Schon zuvor hatte der Präsident angekündigt, rund 3000 Soldaten nach Liberia zu schicken – auf bitte der dortigen Regierung hin. Sie sollen dort eine Basis aufbauen, Behandlungszentren einrichten und Helfer ausbilden.

Aus dem Kongress bekommt Obama Rückendeckung: Einige US-Abgeordnete forderten gar einen “Krieg” gegen Ebola, um eine Ausbreitung des Virus in andere Länder zu unterbinden.
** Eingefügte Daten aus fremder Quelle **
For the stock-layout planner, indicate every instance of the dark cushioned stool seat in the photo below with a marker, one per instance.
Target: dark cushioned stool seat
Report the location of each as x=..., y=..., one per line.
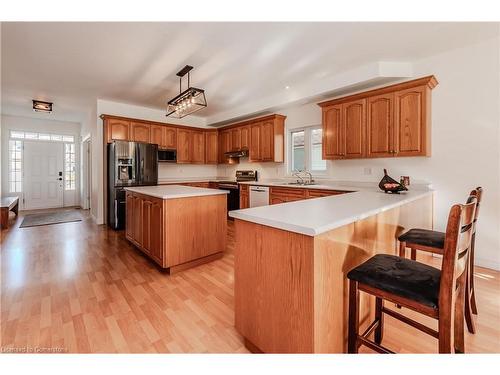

“Die harte Warheit ist: Ebola in Westafrika ist jetzt eine Epidemie von bislang ungekannten Ausmaßen”, sagte Obama. “Die Seuche gerät außer Kontrolle, wird schlimmer, verbreitet sich exponentiell.”

Auch mit Kent Brantly sprach Obama, jenem Arzt, der in Westafrika selbst an Ebola erkrankt und in den USA mit dem experimentellen Medikament ZMapp behandelt worden war. Bei einer Senatsanhörung sagte Brantly: “Die Berichterstattung in den Medien zur Situation in Westafrika ist intensiv. Aber die internationale Reaktion ist bislang verhalten und, angesichts des Umfangs und der Schwere des Problems, viel zu gering.”

Hoffnungen, das Problem mit dem vorbeugenden Ebola-Impfstoff zu lösen, der derzeit getestet wird, hält Brantly für unrealistisch. Zwar sind die ersten Beobachtungen ermutigend, verlässliche Ergebnisse werden aber erst Ende des Jahres erwartet.

Mehr als 2400 Menschen sind bislang an Ebola gestorben, tausende sind infiziert. Regelmäßig trifft es auch die medizinischen Helfer. In Guinea infizierten sich zuletzt fünf Ärzte einer Klinik, einer von ihnen starb bereits am Montag.